The entire process of living in Zimbabwe is something of a risk at the moment, so you may think that there would be little desire for patronizing Zimbabwe’s gambling halls. In fact, it seems to be functioning the other way around, with the atrocious market circumstances creating a higher ambition to play, to attempt to discover a fast win, a way out of the situation.
For nearly all of the locals subsisting on the meager local money, there are 2 popular forms of gaming, the national lotto and Zimbet. As with most everywhere else in the world, there is a national lotto where the probabilities of winning are surprisingly low, but then the winnings are also surprisingly large. It’s been said by financial experts who understand the situation that most do not purchase a ticket with an actual expectation of hitting. Zimbet is founded on one of the domestic or the United Kingston football divisions and involves predicting the results of future games.
Zimbabwe’s gambling halls, on the other foot, cater to the very rich of the country and tourists. Up until not long ago, there was a extremely big sightseeing business, based on nature trips and visits to Victoria Falls. The market anxiety and associated violence have cut into this market.
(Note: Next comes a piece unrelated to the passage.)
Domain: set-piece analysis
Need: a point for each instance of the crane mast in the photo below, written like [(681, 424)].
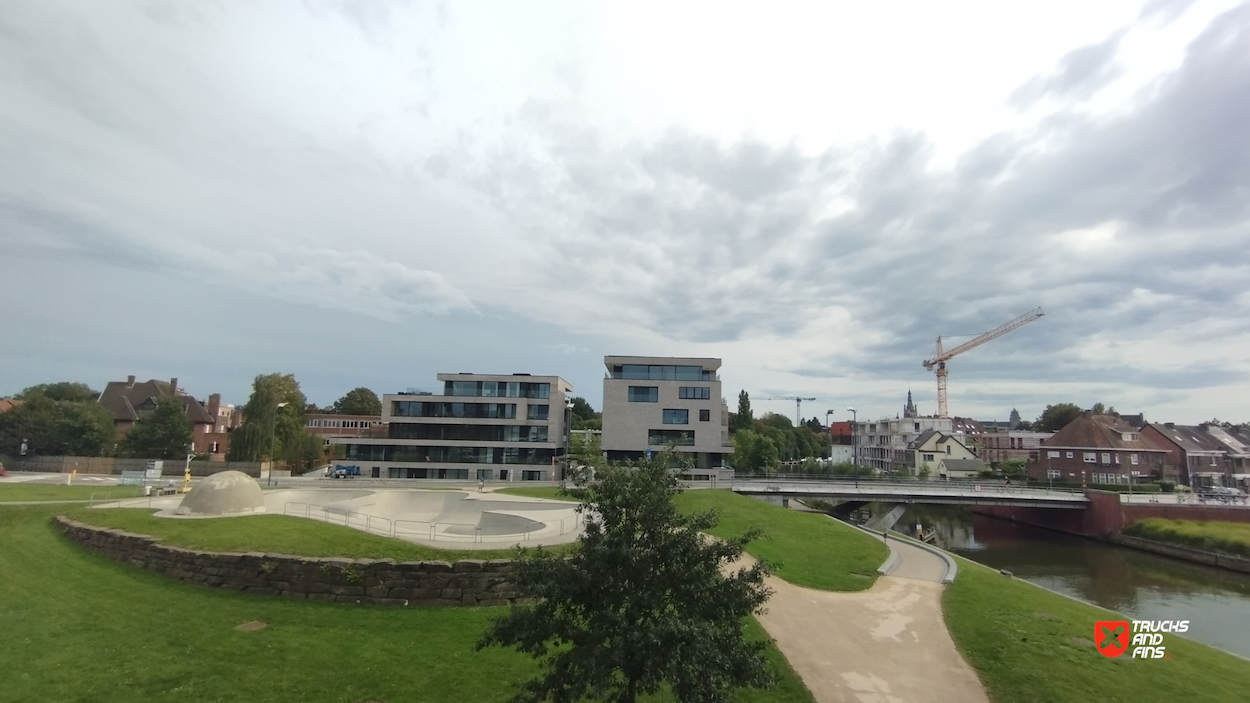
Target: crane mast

Among Zimbabwe’s gambling dens, there are two in the capital, Harare, the Carribea Bay Resort and Casino, which has 5 gaming tables and slots, and the Plumtree Casino, which has only slot machines. The Zambesi Valley Hotel and Entertainment Center in Kariba also has only slots. Mutare has the Monclair Hotel and Casino and the Leopard Rock Hotel and Casino, the two of which contain table games, slots and video poker machines, and Victoria Falls has the Elephant Hills Hotel and Casino and the Makasa Sun Hotel and Casino, the pair of which has video poker machines and table games.
In addition to Zimbabwe’s casinos and the aforestated alluded to lottery and Zimbet (which is quite like a pools system), there are a total of 2 horse racing complexes in the state: the Matabeleland Turf Club in Bulawayo (the second metropolis) and the Borrowdale Park in Harare.
Seeing as that the economy has deflated by beyond forty percent in recent years and with the connected poverty and crime that has come about, it is not known how healthy the sightseeing business which funds Zimbabwe’s gambling dens will do in the next few years. How many of them will survive until conditions get better is simply unknown.